Richard Nixon was pardoned, but he was shamed; Scooter Libby’s sentence was commuted, but he was reviled; and a dictatorial autocrat was accused of permitted violent crimes and murder against hundreds of people but was sent to the Gulf coast to live in luxury. One of these things is not like the others.
Several days ago, Yemeni officials announced that President Ali Abdullah Saleh had accepted a proposal, crafted by the Cooperative Council for the Arab States of the Gulf (GCC), granting him immunity from prosecution for his crimes against the Yemeni people. He has 30 days to vacate the country and recieves complete immunity, along with other members of his regime. A coalition government will be established within the week. Saleh and his family will live out their lives in comfort in other Gulf states, despite Saleh’s 33-year abuse of power, consistent violation of human rights and suppression of the Yemeni people through an extensive security apparatus.
Since the anti-government protests started in January, BBC estimates that Yemeni security forces have been responsible for over 130 deaths.
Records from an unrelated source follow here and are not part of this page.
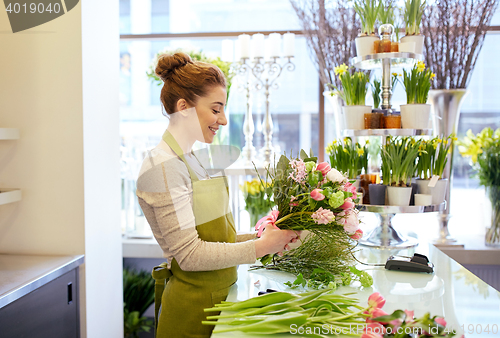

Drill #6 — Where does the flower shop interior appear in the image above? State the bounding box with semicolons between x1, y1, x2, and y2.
0;0;500;338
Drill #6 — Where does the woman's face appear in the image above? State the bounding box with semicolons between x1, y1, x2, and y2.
195;86;227;143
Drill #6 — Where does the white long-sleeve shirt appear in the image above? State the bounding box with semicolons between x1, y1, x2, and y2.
136;140;256;271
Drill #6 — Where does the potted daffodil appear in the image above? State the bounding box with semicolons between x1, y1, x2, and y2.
329;64;372;129
353;0;383;56
401;61;435;129
400;0;426;54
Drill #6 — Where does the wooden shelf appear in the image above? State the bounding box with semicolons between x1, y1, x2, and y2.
0;189;22;205
0;128;19;140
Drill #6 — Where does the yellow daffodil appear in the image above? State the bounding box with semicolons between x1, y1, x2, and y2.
333;63;349;77
417;61;425;73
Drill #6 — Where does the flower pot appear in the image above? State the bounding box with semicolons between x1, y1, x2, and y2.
415;194;432;205
399;42;415;53
368;184;387;205
399;34;424;54
429;178;448;204
354;35;379;56
401;104;431;129
415;179;431;195
387;186;411;206
342;106;372;129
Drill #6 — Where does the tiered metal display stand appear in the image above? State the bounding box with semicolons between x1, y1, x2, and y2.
344;53;446;249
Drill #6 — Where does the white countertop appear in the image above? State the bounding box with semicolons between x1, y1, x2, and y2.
0;254;84;308
212;244;500;338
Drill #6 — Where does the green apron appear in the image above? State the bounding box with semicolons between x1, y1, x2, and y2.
152;131;237;338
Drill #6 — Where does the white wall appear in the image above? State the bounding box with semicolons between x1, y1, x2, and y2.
0;0;123;338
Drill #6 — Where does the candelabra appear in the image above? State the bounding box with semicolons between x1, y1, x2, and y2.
238;57;295;167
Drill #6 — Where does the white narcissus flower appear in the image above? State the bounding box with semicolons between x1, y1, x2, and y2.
326;168;345;183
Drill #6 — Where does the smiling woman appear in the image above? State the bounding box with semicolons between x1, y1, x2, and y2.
136;53;298;338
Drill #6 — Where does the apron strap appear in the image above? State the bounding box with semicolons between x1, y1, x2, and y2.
151;262;172;337
163;130;199;182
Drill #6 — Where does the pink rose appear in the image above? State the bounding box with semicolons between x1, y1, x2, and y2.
340;197;356;210
368;292;385;310
316;162;332;177
349;229;363;241
311;207;335;224
311;189;325;201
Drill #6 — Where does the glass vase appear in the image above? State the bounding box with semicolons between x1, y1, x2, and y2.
485;186;500;247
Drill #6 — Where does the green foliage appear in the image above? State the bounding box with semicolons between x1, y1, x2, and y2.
328;64;370;106
326;137;368;179
457;128;500;187
381;136;421;187
146;48;236;98
353;0;384;35
403;0;426;35
378;0;396;28
240;178;273;226
123;268;155;338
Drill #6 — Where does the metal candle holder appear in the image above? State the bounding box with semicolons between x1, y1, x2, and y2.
237;57;295;166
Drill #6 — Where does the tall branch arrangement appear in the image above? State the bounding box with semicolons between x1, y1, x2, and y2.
422;0;498;89
290;0;361;87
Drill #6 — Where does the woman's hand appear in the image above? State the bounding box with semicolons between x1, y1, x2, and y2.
255;224;300;258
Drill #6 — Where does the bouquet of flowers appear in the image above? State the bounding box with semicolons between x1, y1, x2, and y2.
361;292;463;338
240;178;272;226
255;150;372;286
326;137;368;179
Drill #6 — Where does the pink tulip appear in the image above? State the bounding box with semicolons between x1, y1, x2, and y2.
340;197;356;210
363;322;385;335
316;162;332;177
311;189;325;201
368;292;385;309
434;317;446;327
349;229;363;241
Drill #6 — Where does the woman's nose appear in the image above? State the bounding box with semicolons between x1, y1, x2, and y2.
217;109;227;126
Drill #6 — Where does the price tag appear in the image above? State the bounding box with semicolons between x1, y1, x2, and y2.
427;175;439;188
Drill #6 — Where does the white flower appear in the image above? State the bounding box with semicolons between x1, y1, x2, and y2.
326;168;345;183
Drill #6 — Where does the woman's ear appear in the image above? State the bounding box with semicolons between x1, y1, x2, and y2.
177;99;189;111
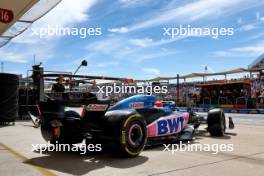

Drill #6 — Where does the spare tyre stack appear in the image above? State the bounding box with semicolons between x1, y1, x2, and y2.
0;73;19;124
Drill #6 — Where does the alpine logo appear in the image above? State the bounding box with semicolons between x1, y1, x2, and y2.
86;104;108;111
157;117;184;136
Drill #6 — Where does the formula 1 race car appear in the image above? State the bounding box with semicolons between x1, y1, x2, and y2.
33;94;233;156
31;65;234;157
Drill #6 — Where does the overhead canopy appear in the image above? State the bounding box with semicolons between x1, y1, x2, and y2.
0;0;61;47
136;68;249;82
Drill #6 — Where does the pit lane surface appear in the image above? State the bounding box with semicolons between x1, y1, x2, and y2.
0;114;264;176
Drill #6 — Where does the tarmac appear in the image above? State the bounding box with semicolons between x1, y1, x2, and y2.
0;114;264;176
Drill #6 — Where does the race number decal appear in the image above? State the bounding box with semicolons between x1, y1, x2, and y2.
0;8;14;23
86;104;108;111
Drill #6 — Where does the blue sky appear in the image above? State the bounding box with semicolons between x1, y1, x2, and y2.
0;0;264;79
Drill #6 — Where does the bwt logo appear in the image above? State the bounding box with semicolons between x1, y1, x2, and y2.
157;117;184;135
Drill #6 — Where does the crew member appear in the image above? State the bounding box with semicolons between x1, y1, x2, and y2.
51;75;65;93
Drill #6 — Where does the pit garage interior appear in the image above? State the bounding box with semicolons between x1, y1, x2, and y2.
0;0;264;176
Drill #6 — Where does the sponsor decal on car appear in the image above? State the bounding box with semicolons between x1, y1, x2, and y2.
147;113;189;137
86;104;108;111
129;102;144;109
157;117;184;136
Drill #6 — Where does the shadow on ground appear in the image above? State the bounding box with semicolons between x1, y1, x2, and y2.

In the last week, as protests proliferated in light of the GCC’s proposal, troops began firing at protesters and using tear gas, wounding dozens and killing some. These desperate attempts of Saleh’s regime to hold onto power and quell the uprising come in the face of region-wide protests against autocratic leaders.
Ostensibly, granting immunity is the fastest way to get oppressive leaders out of office, preventing them from ordering further violent crimes against protesters or organized opposition movements. The countries in the GCC, however, are in the same region as Yemen, facing the same risks of uprising as Yemen and have witnessed the diffusion of protest movements across the Arab world over the last few weeks. On account of these facts, I’m inclined to believe that Saudi Arabia, Bahrain, Kuwait, Oman, the United Arab Emirates and Qatar acted more out of vested self-interest when brokering the immunity deal than out of concern for the well-being of the Yemeni people. When the Organizing Committee of the Youth Revolution, one of the opposition protest groups in Yemen, complained that the GCC effort came out of a desire to save the regime and not the people, perhaps they were right.
Another complaint that the Organizing Committee expressed after news of the deal broke was that the 30-day period given to Saleh to exit the country was far too long. This criticism is extremely valid and applies to many instances in which immunity is granted. When autocratic leaders are allowed time to exit their posts, with no stipulations or serious obligations to cease their activities before they depart, they are essentially provided with a blank check to commit as many violent acts as they want against opponents before leaving. No matter how many acts of aggression, for example, Saleh might order over the next month to quell the protests — which are sure to continue — his immunity will not be revoked. Indeed, these acts of violence will only serve to increase justification for the immunity deal in the first place. It’s an autocratic catch-22 — do we revoke immunity if Saleh acts out, or do we still provide him with immunity to curb a process that might have been started because he knew he had a way out?
Indeed, politicians act violently because they know their actions might extend into normal terms, away from those twilight times between protests and departure. If leaders know that there’s a precedent set in their region where people who organize mass murder and suppression get set free with no legal consequences, what is to curb their behavior? As the international community, we want to incentivize countries in autocratic regions to break away from that pattern, not encourage them to imitate other repressive regimes in the area.
In order to foster the potential for successful democratization, we need to send the message that there is accountability to the people. In America, the government institutionally listens to the people, and if leaders commit crimes then the public has the ability to make them legally responsible. I’m guessing if you’re reading this, a soldier hasn’t shot at you in a public square, and if one did, you’d definitely be interested in suing the official who told him to do so. The Yemeni people will not get to hold Saleh responsible, and the international community is doing nothing to help them do so. Instead, they must rely on supranational infrastructures to deal with domestically repressive regimes. People interested in stability should participate in measures that aid the empowerment of the people — the legitimization of the people’s voice.
The alternative to granting immunity is supporting opposition groups, which sometimes results in other countries acting too involved for their own or the populace’s good. I think, however, that the time allowed for opposition parties to foster their own identity and develop will actually help fill the power vacuum better than an immediate transition government would — one with no identity, forged arbitrarily from what other countries think is appropriate and democratic. People will die but ultimately the utilitarian good prevails because a group that is sufficiently developed to fill that power vacuum is victorious. Stability will reign if opposition groups develop as political movements with roots in the country’s affairs, not as a propped-up “unity” government like the one the GCC has proposed in Yemen.
I think the international community should take a hard line against groups like the GCC. The United States has close economic ties with Gulf states. This leaves us with not only a vested interest in the stability of the region in the future, but also with financial bargaining tools to achieve that stability. Leaving a huge power gap and a weak coalition government comprised of political movements who have failed to unite in the past is not something that will encourage democratization or stability, especially in the Arab world.